Kayseri'de FETÖ/PDY soruşturmaları kapsamındaki, 67 şüphelinin yargılandığı ilk duruşmanın dördüncü gününde, eski ÖSYM Başkanı Ali Demir savunmasını sundu.
2. Ağır Ceza Mahkemesinde görülen, ancak kalabalık nedeniyle konferans salonunda gerçekleştirilen duruşmanın dördüncü gününde ÖSYM eski Başkanı Ali Demir'in savunması alındı.
"HAZIRLADIĞIM KANUNDAN DOLAYI YARGI ÖNÜNDEYİM"
Ali Demir hakkında, 2013 yılında, kendisinin cemaat abisi olan Ömer Koçak'ın, soruların cemaat evlerinde kalan öğrencilere verilerek, 21 Mart 2013 tarihinde yapılan Askeri Lise Sınavlarında kopya çekildiğine dair şikayeti üzerine, silahlı terör örgütüne üye olmak ve ÖSYM kanununa muhalefet suçlarından dava açıldı. 10 aydan bu yana tutuksuz yargılanan, adli kontrol ve yurt dışına çıkış yasağı bulunan ve 3 aydan bu yana banka hesapları bloke edilen Ali Demir, savunmasında, evrak imha ederek, bunlarla FETÖ/PDY terör örgütünü desteklemek gibi bir suçu olmadığını, 6114 sayılı ÖSYM Kanununun hazırlanmasında bizzat çaba göstermesine rağmen, aynı kanundan dolayı yargılanmaktan dolayı üzüntü duyduğunu dile getirdi.

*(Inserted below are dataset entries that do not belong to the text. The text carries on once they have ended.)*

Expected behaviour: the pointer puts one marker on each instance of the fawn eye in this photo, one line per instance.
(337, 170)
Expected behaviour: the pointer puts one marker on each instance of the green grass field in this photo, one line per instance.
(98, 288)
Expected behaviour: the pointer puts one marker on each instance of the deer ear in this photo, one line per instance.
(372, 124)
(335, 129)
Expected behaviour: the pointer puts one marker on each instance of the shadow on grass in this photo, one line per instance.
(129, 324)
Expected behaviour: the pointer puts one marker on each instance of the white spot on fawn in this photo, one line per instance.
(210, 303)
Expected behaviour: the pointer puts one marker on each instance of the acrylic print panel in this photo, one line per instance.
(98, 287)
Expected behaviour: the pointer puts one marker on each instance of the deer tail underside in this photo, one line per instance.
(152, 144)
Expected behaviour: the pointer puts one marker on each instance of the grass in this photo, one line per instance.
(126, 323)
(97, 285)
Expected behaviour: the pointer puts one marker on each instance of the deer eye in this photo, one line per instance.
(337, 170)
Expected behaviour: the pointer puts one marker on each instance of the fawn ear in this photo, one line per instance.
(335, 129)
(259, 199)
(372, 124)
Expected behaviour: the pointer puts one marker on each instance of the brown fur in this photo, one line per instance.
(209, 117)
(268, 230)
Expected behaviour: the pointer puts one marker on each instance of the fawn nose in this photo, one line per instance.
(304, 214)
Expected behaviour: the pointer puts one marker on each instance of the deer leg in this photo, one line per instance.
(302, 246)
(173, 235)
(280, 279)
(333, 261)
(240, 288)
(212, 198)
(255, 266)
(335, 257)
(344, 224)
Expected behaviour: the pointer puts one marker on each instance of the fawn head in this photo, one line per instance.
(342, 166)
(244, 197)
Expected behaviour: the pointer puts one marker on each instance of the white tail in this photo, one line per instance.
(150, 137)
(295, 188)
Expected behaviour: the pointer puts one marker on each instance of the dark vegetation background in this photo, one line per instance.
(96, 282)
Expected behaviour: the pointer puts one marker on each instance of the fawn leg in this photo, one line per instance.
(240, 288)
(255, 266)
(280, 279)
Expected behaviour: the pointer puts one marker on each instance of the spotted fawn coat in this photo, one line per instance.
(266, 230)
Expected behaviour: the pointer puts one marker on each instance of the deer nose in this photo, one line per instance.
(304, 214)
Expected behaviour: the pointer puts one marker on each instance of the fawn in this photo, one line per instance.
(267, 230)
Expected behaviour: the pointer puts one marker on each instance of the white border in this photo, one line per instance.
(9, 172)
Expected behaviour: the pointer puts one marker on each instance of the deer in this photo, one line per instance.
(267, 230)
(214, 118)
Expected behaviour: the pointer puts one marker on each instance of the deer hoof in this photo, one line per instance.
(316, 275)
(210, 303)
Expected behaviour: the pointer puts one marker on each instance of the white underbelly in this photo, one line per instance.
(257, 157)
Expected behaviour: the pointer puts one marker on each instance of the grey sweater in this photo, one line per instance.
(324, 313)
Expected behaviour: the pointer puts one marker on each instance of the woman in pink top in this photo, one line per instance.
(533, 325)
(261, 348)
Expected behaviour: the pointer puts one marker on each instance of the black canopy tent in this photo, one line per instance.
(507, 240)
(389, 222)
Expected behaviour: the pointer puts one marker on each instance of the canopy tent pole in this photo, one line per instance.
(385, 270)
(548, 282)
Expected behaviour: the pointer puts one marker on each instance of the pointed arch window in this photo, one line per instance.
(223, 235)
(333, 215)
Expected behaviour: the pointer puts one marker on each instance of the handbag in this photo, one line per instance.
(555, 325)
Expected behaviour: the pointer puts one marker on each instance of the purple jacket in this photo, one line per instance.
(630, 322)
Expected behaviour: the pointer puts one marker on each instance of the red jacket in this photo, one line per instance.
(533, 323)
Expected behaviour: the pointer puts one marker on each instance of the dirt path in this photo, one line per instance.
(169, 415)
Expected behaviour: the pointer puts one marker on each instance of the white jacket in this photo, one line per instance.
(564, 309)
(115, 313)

Ömer Koçak'ın söz konusu ihbarı, önce ÖSYM Merkezine gelerek kendilerine yaptığını belirten Ali Demir, ardından Başsavcılığı arayarak konuyla ilgili yasal şikayet olduğunu öğrendikten sonra, sınavla ilgili incelemeyi toplu kopya analizi yöntemi ile yaptığını ifade etti. Analiz kapsamında, Kayseri'de sınava giren bin 800 civarında öğrencinin soru kitapçıklarında, en fazla 4 yanlışta birleşen 15 öğrencinin soru kitapçığını incelediğini belirten Ali Demir, 2013 yılı Nisan ayında gerçekleştirilen Askeri Lise Sınavlarında herhangi bir kopya durumunun söz konusu olmadığını öne sürdü.
10 aydan bu yana süren adli kontrol şartı, yurt dışına çıkış yasağı ve banka blokelerinin kaldırılması talebinde bulunan Ali Demir, şu iddialarda bulundu:
"15 kitapçığı inceledikten sonra, sınavda herhangi bir kopya bulgusuna rastlamadığım için konuyla ilgili resmi yazışmaları yaptım. Kitapçıkları da başkanlık kasasına kaldırdım, ancak oraya kaldırdığım davanın açıldığı 2015 yılında aklıma geldi. Kendi hazırladığımız ÖSYM Kanununda, soru kitapçıklarını muhafaza etmekle alakalı olarak, daha önce 100 gün olarak belirlenen süreyi 6 aya çıkarmıştık. Ben de kanunda olduğu üzere, söz konusu sınavın kitapçıklarını 6 ay beklettim. Dolayısıyla bekleme süresi 13 Kasım 2014'te sona erdi. 2014 Aralık tarihinde Ankara Cumhuriyet Başsavcılığı 2013 Nisan ayında yapılan bu sınav ile ilgili belgeleri göndermemizi istedi. Ben de resmi yazı ile ÖSYM'nin ilgili dairesine konuyu bildirdim. O daire de bilgi verdi ve soru kitapçıklarının yasal süre içerisinde imha edildiğini belirtti. Ancak o süre zarfında ben araştırma için aldığım kitapçıkların kasamda durduğunu hatırlamadım. ÖSYM'de soru kitapçıklarının imhası yasal zorunluluktur. Hukuken saklanması gereken bir evrakı imha ettiğim şeklindeki suçlama doğru değildir. İmha etme sürecim bitmesine rağmen yanıltıcı bilgi verdiğim iddiası da doğru değildir. Sistem gereği ilgili daire başkanlığı yanıt vermiş, başkan yardımcım Ömer Pekşen de ben izinli olduğum gün belgeyi imzalamıştır. Kasadaki 15 kitapçık da daha sonra Savcılığa iletilmiştir. Ömer Koçak'ın iddiaları da tutarsızdır. 2013 Nisan ayında yapılan Askeri Lise Sınavlarındaki kopya iddiaları doğru değildir. Eğer böyle bir bulguya rastlasa idim ben kendim sınavı iptal ederdim."